GCC spend to kick-start upstream revival in 2010
E&P investment schedule driving upturn in global upstream spending
Spending by the Middle East national oil companies (NOCs) is underpinning the return to previous levels of global spend in the upstream sector, according to a report from Wood Mackenzie.
The report reveals that the Middle East, along with the US, West Africa and the states of the former Soviet Union, will contribute to the majority of growth in the sector, as the economy recovers. The report also found that the major areas of growth have been underwritten by NOC’s such as in Saudi Arabia, Abu Dhabi and Brazil.
Morris Reid, managing director, BGR Group, affirms that NOC’s in this region are in a strong position. “They are bullish, as long as they are running their prices at a steady level, they are in great shape. If we had every renewable known to man available, it would still only be able to produce 50% of our energy, so crude is still a big part of our lives,” Reid states.
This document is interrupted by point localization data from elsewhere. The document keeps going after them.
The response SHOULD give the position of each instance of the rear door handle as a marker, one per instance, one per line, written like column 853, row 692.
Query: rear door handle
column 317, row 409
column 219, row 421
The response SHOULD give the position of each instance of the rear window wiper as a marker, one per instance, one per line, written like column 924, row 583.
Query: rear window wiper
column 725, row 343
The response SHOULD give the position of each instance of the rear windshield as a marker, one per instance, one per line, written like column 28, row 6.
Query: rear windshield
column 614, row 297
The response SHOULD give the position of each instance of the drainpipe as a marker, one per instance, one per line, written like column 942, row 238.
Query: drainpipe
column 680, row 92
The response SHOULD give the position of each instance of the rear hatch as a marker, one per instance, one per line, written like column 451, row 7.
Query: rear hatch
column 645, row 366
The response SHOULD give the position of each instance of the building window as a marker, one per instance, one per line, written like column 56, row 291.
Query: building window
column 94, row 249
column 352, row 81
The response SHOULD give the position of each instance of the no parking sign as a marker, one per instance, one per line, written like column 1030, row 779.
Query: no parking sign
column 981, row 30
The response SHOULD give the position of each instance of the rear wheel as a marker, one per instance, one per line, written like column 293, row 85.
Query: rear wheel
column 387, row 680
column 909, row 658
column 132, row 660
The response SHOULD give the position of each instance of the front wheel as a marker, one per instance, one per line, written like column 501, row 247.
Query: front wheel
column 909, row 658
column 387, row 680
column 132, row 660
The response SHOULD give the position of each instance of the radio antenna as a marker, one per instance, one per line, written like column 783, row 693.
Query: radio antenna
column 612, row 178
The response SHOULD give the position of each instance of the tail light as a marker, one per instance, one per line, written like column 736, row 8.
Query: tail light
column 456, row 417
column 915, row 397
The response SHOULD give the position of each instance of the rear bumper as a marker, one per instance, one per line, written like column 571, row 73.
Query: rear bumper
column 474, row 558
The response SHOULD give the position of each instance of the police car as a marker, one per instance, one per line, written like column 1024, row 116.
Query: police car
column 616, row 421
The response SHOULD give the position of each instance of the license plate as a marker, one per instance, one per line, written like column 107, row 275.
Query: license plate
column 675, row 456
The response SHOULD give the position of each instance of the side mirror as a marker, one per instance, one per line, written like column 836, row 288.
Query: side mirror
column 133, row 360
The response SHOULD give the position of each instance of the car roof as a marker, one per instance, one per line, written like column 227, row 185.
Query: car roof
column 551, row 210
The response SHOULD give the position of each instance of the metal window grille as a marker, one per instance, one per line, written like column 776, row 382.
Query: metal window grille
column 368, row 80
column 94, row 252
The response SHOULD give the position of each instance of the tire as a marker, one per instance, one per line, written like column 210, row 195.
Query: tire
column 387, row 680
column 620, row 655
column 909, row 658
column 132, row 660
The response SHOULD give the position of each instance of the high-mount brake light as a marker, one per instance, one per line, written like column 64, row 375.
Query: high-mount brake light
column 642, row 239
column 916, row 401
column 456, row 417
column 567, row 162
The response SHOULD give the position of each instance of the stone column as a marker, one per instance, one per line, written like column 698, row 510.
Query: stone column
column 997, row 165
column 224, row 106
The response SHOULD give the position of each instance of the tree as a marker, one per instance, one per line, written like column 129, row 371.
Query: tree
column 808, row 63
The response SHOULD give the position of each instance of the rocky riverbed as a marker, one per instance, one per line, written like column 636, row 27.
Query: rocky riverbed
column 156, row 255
Reid adds that the Middle East region is looking extremely healthy in general: “This region is still the most important region because it has all the capital, the major oil reserves and a young population,” he comments.
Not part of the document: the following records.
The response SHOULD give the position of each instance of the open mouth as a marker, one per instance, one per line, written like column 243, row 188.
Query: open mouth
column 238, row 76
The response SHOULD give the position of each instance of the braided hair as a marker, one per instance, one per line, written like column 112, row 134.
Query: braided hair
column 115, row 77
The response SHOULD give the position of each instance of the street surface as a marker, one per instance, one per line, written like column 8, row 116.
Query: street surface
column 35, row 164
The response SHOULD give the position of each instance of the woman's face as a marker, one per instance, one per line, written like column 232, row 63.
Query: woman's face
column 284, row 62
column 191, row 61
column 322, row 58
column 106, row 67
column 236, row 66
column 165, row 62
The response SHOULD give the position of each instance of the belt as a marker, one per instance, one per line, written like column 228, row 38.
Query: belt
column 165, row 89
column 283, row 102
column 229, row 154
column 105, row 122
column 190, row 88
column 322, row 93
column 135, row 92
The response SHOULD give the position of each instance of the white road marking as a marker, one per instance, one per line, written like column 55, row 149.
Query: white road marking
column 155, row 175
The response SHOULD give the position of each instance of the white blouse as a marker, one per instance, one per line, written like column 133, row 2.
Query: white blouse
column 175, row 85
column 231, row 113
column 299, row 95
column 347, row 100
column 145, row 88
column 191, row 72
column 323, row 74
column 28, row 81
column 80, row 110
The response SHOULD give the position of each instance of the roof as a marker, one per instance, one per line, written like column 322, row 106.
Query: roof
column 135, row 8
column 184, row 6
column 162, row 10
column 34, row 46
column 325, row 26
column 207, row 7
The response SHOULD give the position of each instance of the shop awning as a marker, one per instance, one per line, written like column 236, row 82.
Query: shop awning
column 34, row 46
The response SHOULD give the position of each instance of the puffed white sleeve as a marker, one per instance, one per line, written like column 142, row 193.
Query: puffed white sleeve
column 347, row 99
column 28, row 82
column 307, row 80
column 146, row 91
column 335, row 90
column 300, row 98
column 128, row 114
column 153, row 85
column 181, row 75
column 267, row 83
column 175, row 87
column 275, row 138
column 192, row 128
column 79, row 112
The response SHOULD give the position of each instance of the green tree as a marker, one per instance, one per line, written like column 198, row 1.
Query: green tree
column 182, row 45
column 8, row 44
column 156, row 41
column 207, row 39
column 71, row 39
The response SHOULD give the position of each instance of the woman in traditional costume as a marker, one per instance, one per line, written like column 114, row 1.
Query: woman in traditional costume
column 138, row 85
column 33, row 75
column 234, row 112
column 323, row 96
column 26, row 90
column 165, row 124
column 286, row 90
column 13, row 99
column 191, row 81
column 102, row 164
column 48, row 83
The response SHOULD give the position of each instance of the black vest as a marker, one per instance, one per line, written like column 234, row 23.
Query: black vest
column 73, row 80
Production capacity is expected to grow globally over the next few years, and the Middle East is expected to lead the way in this respect. Iain Brown, vice president, upstream energy research for Wood Mackenzie explains in the report: “By far the greatest growth in the five year period to 2014 is in the Middle East, with installation of new oil capacity in Saudi Arabia, Iraq and Abu Dhabi, and incremental gas in Qatar, Abu Dhabi and Iran.”
Part of the reason for this projected increase in capacity is the relatively low cost of expansion in certain regions in the Middle East. “New capacity in Iraq is amongst the lowest cost in the world, but at the same time it is the most tenuous. We expect that over US$24 billion dollars could be spent in the five years to 2012, with the prospect of increasing production capacity by 850,000 b/d,” reveals Brown.
“However, the scale and schedule of any significant development spend is fundamentally uncertain due to the prevailing security situation, and growth in oil capacity is reliant on renovation and expansion of key distribution and processing infrastructure,” he adds.